1. Hukuk Dairesi 2019/184 E. , 2021/666 K.
"İçtihat Metni"MAHKEMESİ :ASLİYE HUKUK MAHKEMESİ
DAVA TÜRÜ : TAPU İPTALİ VE TESCİL-ALACAK
Taraflar arasında görülen davada;
Davacı, mirasbırakan ...’ın maliki olduğu 130 ve 565 parsel sayılı taşınmazların tamamını ve 1922 parsel sayılı taşınmazdaki 3899/5149 payını, çocukları olan davalılara satış suretiyle devrettiğini, temlikin mirastan mal kaçırma amaçlı ve muvazaalı olduğunu ileri sürerek, davalılar adına olan tapu kayıtlarının iptali ile miras payı oranında adına tesciline, davalı ... 565 parsel sayılı taşınmazdaki payını 3.kişiye sattığından devredilen paydan hissesine isabet edecek olan bedel için şimdilik 5.000,00 TL‘nin işleyecek faizi ile birlikte davalı ...’dan tahsiline karar verilmesini istemiştir.
Davalılar, davacının mirasbırakana ait bir çok taşınmazını muvazaalı olarak ilk evliliğinden olan çocuklarına devrettirdiğini, davacının kendi çocuklarının borçlarını ödettirmek için murise mallarını sattırdığını, kendilerinin de bedelini ödemek suretiyle taşınmazları satın aldıklarını belirterek davanın reddini savunmuşlardır.
Mahkemece, temlik işlemlerinin mirastan mal kaçırma amaçlı ve muvazaalı olduğu gerekçesiyle davanın kabulüne, 565 parsel sayılı taşınmaz için davacının miras payının bedeli olarak 214.400,00 TL‘nin davalı ...’dan tahsiline ilişkin karar, Dairece; "… Somut olaya gelince, mirasbırakanın davacı ile henüz evlenmeden birlikte yaşadığı dönemde 1922 parsel sayılı tarla niteliğindeki taşınmazın 1250/5149 payını davacıya temlik ettiği, geride kalan taşınmazları da davalılara eşit paylar oranında satış suretiyle temlik ettiği, dinlenen tanık beyanları ve dosya içeriğinden bu temliklerin mal kaçırma amacı ile değil, paylaştırma amacı ile yapıldığı sonucuna varılmaktadır.Bu somut olgular, yukarıdaki ilkeler ile değerlendirildiğinde temliklerin muvazaalı olduğundan söz edilemez. Hal böyle olunca, davanın reddine karar verilmesi gerekirken yanılgılı değerlendirme ile yazılı şekilde karar verilmesi doğru değildir." gerekçesiyle bozulmuş, bozma ilamına uyularak yapılan yargılama neticesinde davanın reddine karar verilmiştir.

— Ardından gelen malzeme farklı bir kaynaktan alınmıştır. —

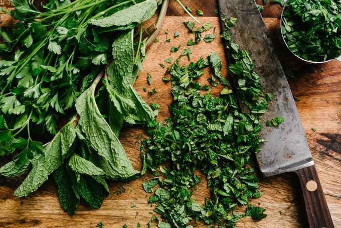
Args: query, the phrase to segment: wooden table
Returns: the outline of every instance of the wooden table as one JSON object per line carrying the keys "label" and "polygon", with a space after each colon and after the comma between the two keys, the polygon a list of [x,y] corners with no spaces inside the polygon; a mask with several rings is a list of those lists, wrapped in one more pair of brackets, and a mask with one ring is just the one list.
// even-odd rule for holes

Karar, davacı vekili tarafından süresinde duruşma istemli temyiz edilmiş olmakla; duruşma günü olarak saptanan 09.02.2021 Salı günü için yapılan tebligat üzerine temyiz eden davacı vekili Avukat ... ile temyiz edilen davalılar vekili Avukat Başak Şahin geldiler, duruşmaya başlandı, süresinde verildiği ve kayıt olunduğu anlaşılan temyiz dilekçesinin kabulüne karar verildikten sonra gelen vekillerin sözlü açıklamaları dinlendi, duruşmanın bittiği bildirildi, iş karara bırakıldı. Bilahare Tetkik Hakimi ... tarafından düzenlenen rapor okundu, düşüncesi alındı. Dosya incelenerek gereği görüşülüp düşünüldü:
-KARAR-
Hükmüne uyulan bozma kararında, gösterildiği şekilde işlem yapılarak karar verilmesine, özellikle mirasbırakanın çekişmeli temliklerde mirastan mal kaçırma amaçlı ve muvazaalı olarak hareket ettiğinin 4721 sayılı TMK"nin 6. maddesi ve 6100 sayılı HMK"nin 190. maddesi uyarınca kanıtlanamadığı gözetilerek davanın reddine karar verilmiş olmasında isabetsizlik yoktur. Davacının yerinde bulunmayan temyiz itirazının reddi ile usul ve yasaya ve bozma kararının gerekçelerine uygun olan hükmün ONANMASINA, 24.11.2020 tarihinde yürürlüğe giren Avukatlık Ücret Tarifesi gereğince gelen temyiz edilen davalılar vekili için 3.050.00.-TL. duruşma vekâlet ücretinin ve aşağıda yazılı 23.40. TL bakiye onama harcının temyiz eden davacıdan alınmasına, 09.02.2021 tarihinde oybirliğiyle karar verildi.